Asserting one’s Rights:
Since Miranda v. Arizona was issued in 1966 there have been hundreds of cases decided by the US Supreme Court which interpret the language and spirit of the Miranda decision, as it applies to new circumstances. As a trend, we can safely say the protections afforded by the drafters of the original decision have been steadily eroded, with limitations on the extent of the rule and qualifications on whether police have violated the rule, consistently being added.
Until recently, the general rule has been that questioning of a person in “custody” (see Part II of this article for discussion of “custody”) must cease if the person clearly and unambiguously asks for an attorney. This makes sense, even while requiring the person in custody to break their silence to make this request. This is still the status of the law.
However, with the issuance in August 2010 of the U.S.Supreme Court decision in Berghuis v. Thompkins, the Court significantly changed the rules as to a suspect’s most valuable right to remain silent, and the police obligation to cease questioning if the right is asserted.

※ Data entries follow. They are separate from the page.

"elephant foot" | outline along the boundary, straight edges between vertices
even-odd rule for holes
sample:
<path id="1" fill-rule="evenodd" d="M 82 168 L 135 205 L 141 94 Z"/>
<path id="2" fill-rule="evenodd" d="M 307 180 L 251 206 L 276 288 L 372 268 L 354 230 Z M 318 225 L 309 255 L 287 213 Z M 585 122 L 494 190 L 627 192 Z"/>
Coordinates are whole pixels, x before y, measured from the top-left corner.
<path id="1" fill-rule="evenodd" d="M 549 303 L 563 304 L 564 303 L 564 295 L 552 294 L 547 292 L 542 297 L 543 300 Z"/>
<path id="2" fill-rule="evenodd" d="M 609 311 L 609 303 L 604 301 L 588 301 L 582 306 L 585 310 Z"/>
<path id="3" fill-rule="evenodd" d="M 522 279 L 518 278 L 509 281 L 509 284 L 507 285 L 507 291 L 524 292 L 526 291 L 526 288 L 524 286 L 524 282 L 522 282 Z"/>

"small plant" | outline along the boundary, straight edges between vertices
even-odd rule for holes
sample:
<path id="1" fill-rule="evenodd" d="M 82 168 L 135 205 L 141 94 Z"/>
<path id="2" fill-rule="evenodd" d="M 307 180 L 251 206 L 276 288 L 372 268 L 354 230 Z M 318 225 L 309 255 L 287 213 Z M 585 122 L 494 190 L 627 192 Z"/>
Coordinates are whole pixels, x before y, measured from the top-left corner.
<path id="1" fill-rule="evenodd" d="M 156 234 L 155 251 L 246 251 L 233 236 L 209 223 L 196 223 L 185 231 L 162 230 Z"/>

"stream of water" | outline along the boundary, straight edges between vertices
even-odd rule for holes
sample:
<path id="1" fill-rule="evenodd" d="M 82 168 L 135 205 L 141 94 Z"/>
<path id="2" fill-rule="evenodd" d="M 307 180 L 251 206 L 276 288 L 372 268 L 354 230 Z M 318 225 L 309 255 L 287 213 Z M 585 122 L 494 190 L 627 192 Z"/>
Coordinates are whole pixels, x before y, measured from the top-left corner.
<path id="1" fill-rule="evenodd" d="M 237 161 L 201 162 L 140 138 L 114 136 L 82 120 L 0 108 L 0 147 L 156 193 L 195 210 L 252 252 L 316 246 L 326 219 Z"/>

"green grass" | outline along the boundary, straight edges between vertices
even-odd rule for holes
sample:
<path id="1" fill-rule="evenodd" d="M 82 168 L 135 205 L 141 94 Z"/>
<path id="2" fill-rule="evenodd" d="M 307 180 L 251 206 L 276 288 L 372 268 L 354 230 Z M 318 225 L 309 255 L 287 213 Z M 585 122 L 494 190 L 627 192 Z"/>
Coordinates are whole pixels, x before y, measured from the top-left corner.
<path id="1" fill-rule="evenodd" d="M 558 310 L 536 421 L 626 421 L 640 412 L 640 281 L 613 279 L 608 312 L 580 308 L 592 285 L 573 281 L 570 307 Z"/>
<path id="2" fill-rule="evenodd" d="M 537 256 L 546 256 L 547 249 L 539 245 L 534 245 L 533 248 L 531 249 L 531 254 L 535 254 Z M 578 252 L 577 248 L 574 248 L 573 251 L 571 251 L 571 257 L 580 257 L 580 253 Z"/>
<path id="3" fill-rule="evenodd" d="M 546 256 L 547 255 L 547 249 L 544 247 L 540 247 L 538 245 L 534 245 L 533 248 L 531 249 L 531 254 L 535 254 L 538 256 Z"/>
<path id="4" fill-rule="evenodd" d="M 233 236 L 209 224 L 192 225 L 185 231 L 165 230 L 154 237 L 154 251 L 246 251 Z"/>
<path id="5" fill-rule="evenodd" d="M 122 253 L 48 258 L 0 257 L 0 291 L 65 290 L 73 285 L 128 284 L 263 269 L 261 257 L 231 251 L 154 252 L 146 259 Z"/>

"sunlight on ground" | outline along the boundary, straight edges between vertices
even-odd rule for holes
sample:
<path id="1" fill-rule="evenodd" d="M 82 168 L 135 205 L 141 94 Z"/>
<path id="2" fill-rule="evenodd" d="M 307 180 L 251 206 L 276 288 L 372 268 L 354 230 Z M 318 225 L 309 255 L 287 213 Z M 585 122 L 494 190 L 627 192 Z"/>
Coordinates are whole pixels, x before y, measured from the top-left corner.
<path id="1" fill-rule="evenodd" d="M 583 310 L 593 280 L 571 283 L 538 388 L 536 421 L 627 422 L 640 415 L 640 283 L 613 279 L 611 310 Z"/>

The crux of the Berghuis decision was to now require a suspect, in police custody, to affirmatively state that he wishes to exercise the right to remain silent before the police must consider the right invoked. Once invoked, the general rule is that questioning must cease. What makes Berghuis ironic is that now, for the first time, the Court is requiring a person to essentially break their silence in order to invoke their right to remain silent.